FAQ - HOmo sapiens COmprehensive MOdel COllection

Q: I am a bit lost, which (sub-)collection should I use in my analysis?

A: In most of the scenarios, you can safely use the main CORE collection. However, for better results, you should consult the following graphical scheme.

Q: But there are so many extra motif annotations such as subtype or quality, should I somehow pre-filter motifs based on those?

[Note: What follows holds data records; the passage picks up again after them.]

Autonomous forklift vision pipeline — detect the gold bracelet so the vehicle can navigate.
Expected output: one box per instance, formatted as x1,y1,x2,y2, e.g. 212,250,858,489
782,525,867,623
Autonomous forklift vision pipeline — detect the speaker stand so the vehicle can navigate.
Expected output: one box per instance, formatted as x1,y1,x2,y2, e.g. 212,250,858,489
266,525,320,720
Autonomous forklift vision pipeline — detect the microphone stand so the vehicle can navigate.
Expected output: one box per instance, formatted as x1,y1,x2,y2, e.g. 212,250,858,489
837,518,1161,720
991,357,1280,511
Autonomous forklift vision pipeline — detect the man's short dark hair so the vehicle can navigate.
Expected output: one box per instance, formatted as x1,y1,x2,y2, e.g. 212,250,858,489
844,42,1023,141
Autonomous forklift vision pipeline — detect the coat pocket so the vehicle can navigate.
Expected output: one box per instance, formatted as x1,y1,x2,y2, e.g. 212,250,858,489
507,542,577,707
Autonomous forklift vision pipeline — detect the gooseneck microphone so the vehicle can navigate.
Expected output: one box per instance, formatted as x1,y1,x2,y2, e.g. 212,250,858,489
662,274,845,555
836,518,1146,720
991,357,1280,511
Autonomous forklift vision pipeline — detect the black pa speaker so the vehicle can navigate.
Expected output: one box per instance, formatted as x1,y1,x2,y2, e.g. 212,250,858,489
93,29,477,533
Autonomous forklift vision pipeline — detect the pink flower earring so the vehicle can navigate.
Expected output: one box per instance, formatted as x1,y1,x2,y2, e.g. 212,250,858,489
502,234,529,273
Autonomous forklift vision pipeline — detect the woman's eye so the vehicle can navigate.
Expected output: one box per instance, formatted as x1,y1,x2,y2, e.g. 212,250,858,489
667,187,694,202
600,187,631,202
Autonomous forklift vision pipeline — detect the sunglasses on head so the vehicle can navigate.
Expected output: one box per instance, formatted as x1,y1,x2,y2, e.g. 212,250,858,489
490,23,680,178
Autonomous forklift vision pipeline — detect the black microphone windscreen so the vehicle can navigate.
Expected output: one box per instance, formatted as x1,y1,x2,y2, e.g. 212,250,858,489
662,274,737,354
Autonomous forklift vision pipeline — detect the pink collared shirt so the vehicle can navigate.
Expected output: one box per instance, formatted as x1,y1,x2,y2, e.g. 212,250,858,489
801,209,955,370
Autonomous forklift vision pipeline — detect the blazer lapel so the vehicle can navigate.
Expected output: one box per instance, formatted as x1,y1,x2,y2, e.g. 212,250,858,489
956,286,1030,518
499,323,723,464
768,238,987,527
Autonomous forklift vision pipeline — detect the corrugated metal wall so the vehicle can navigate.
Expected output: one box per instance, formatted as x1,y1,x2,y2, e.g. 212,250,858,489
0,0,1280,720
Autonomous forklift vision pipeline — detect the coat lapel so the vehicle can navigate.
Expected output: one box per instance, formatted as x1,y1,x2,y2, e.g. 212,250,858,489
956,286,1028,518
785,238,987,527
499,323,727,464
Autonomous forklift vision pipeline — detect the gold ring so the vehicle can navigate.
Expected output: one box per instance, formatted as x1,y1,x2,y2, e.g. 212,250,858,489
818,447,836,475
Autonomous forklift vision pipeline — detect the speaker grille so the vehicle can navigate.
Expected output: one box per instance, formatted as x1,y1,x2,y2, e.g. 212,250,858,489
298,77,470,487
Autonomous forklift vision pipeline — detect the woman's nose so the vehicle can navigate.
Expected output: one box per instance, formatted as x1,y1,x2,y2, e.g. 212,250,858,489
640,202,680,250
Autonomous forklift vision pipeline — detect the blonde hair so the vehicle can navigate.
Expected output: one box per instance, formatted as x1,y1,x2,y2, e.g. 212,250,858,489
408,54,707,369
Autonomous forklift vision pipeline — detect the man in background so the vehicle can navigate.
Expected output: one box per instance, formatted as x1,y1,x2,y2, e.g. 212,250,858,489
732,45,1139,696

A: In the CORE collection all motifs are reliable. C-quality motifs have only a single supporting experiment but were nonetheless manually curated and benchmarked. Also, in the CORE collection, there are only a handful of D-quality motifs representing a few rare subtypes, which were not rediscovered when updating v11 to v12 and later to v13-v14 but were retained for consistency.
In the sub-collections, D quality denotes non-benchmarked motifs, e.g. in the ‘invivo’ sub-collection the D quality motifs were not tested on ChIP-Seq data.
Don't hesitate to consult the scheme for further hints.

Q: Can you explain the structure of motif IDs?

A: Let's use AHR.H14CORE.0.P.B as an example.
Here AHR denotes the UniProt ID prefix (most of the time identical between human and mouse orthologs, e.g. AHR_HUMAN and AHR_MOUSE).
H14CORE denotes the subcollection, and can also be H14RSNP/H14INVIVO/H14INVITRO in downloadable motif sets.
0 is the subtype number, where 0 denotes the most common motifs scoring the best across all benchmarking datasets.
P is the type of the experiment that yielded motifs that were assigned to the subtype during expert curation. P means that this motif was found in ChIP-Seq experiments. See details in a section of help page devoted to Experimental data types.
B is the motif quality on the ABCD scale, see help page section Quality ratings .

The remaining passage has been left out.